– Слиток вашей дочери. И в нем кровь стихийной.

– Ее мать была… м-м-м… да.

– Это хорошо. Если наследный слиток мост над пропастью – это хорошо. Связывает берега. Главное, чтобы девочка не поддалась стихии. Подумайте о ней. Дайте мне больше информации.

Генассия старательно думает, вспоминает.

– Как трогательно, – произносит Измененный, глазные яблоки под опущенными тонкими веками дрожат и скользят вправо-влево, – она не хотела разлучаться с матерью.

– Она была очень привязана к ней.

– Сакура – красивый образ.

– Это ее имя.

– Вы любили ее. И любите, – Измененный открывает глаза. – Так странно. Вы осознаете ее ограничения, ее заблуждения, но все равно испытываете чувства. Неужели Волны не стерли ваши воспоминания о ней?

– Кое-что пропало, – и в голосе Генассии против воли звучит сожаление. – Раньше считали, что Волны не влияют на измененных. И мы не прятались от них. Но теперь спускаемся в убежище при малейшем намеке на приближение.

– Влияют, но не так, как на обычных людей.

Пальцы продолжают исследовать слиток.
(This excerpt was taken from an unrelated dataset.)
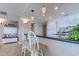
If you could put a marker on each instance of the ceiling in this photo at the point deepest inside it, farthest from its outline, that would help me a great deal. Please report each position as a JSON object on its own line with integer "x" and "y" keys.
{"x": 17, "y": 10}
Наконец, Измененный вздыхает и больше не закрывает глаз:

– Ваша дочь на распутье. Вы правильно сделали, что привезли ее слиток. В ее нынешнем положении она опасна. Она колеблется. А нет никого хуже сомневающихся. Она плохо учится. Не достаточно усердна. Потому что не верит нам, не верит вам, профессор Генассия. Не верит в то, что измененные – настоящее и будущее этого мира. Кровь стихийной очень сильна в ней, это она вынуждает ее сомневаться. Но вовремя произведенная операция спасет ее и всех нас.

– У нее еще есть время.

– Есть, – кивает тяжелой головой Измененный. – Но немного. Займемся нашей работой.

Бывают повреждения, которые не мешают изменению. Мозг пластичен и отвечает новыми нейронными связями. Одна лишь операция ничего не решает. Как мозг сможет справится после – вот показатель успеха. Как будет прибывать мозговое вещество, новые связи, как будет расти голова. Яйцом или пузырем. Обладателей пузырей умерщвляют. Патологично разросшийся мозг – в банку. Изучать и делать выводы.

Генассия вздыхает. И начинает добросовестно вспоминать всех детей, слитки которых перебирает Измененный.


***

В Замке на экране во всю стену трепещет волна. Вдруг случается что-то незаметное глазу и волна идет рывками, углубляя синусоиду. И снова почти гладь.

В волновой камере принято сидеть на полу – для этого разбросаны небольшие подушки, сплюснутые блины. Сидеть и наблюдать за волной. Кому повезло – опираются спиной на стену. Сидеть нужно долго, не закрывая глаз, вдыхать запах. А пахнет здесь солью и йодом, сгнившими водорослями и сухим песком. Спрятанные в потолке и стенах устройства имитируют запахи океана. Говорят, что именно под их действием нервная система расслабляется.

А когда расслабляется нервная система тебя начинают глушить ритмами. Ритм разной частоты тоже испускают устройства. Сигма-веретенца сменяют на жесткую альфа, только ты приспособишься, как врубают томную бэту и тут же без перехода стучит зловещий тэта-ритм. И каждый раз ученик должен жестко фиксировать волну, мысленно ее описывать, следить за изгибами взглядом.

Про волну известно, что она якобы замерена в настоящих океанах, на разных участках и разных глубинах. Но проверить это никак нельзя.

В волновой камере Ай всегда охватывает чувство безысходности, кажется, что ничего на свете не осталось – ни морей, ни океанов, лишь эта оцифрованная, насмешливо выгибающая спину волна.

Ай повезло – есть место у стены, а то трудно сосредоточится, когда после часа отсидки, боль спицей пронзает позвоночник. Самое трудное – не закрывать глаз. Синусоида волны убаюкивает, глаза начинают слипаться.